In 1912, Booker T. Washington approached Julius Rosenwald, a board member at Tuskegee Institute and President of Sears, Roebuck and Company, with an idea to build six small schools in rural Alabama. The effort sparked a program providing seed grants for the construction of more than 5,300 buildings in 15 states, including schools, shops, and teachers' houses built by and for African Americans. In 1954, when the Supreme Court ruled segregation in education unconstitutional, the schools became obsolete. Many Rosenwald Schools, once the pride of their communities, were neglected, abandoned, or demolished. In 2002, the National Trust named Rosenwald Schools to its list of America’s 11 Most Endangered Historic Places.
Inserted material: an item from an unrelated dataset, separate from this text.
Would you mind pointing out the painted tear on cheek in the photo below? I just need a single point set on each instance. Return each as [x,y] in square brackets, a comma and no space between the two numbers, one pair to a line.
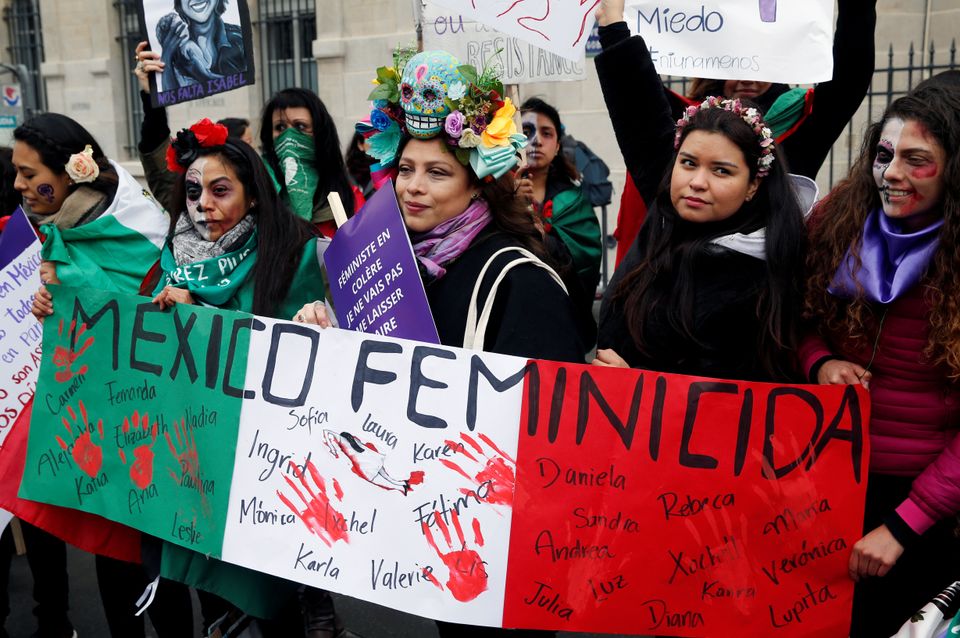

The Rosenwald School building program is recognized as one of the most important partnerships to advance African American education in the early 20th century. Despite the schools' historic significance, only a small percentage of Americans are familiar with the iconic structures and their impact on our nation's history.
Officials at Tuskegee University and Rosenwald’s private foundation, the Julius Rosenwald Fund, collaborated to provide architectural plans and matching funds to help build more than 5300 schools, teacher’s homes and vocational shops in 15 Southern and Southwestern states.
Rosenwald contributed more than $4.3 million, and African Americans themselves contributed more than $4.7 million to construct the schools that helped elevate the socioeconomic status of blacks across the regions.
Initially envisioned as a rural school building program, a majority of the schools were constructed in the countryside or in smaller communities. As newer schools were built to replace the old ones, or integration took place, Rosenwald Schools were often abandoned, demolished, or simply turned over to communities in which they were located. Based on incomplete survey figures, there may be as few as 15 percent of Rosenwald Schools surviving today.
Since 2002 the National Trust has helped raise awareness, funding, and community support for the preservation of the schools through our Rosenwald Schools Initiative.
- Educate Americans about the Rosenwald Schools, and inspire them to protect dozens more of the historic structures.
- Develop training workshops so that grassroots groups can manage and maintain Rosenwald Schools in their own communities.
- Develop resources for the preservation of Rosenwald schools.
Save 100 Rosenwald Schools as vital hubs of community activity and revitalization.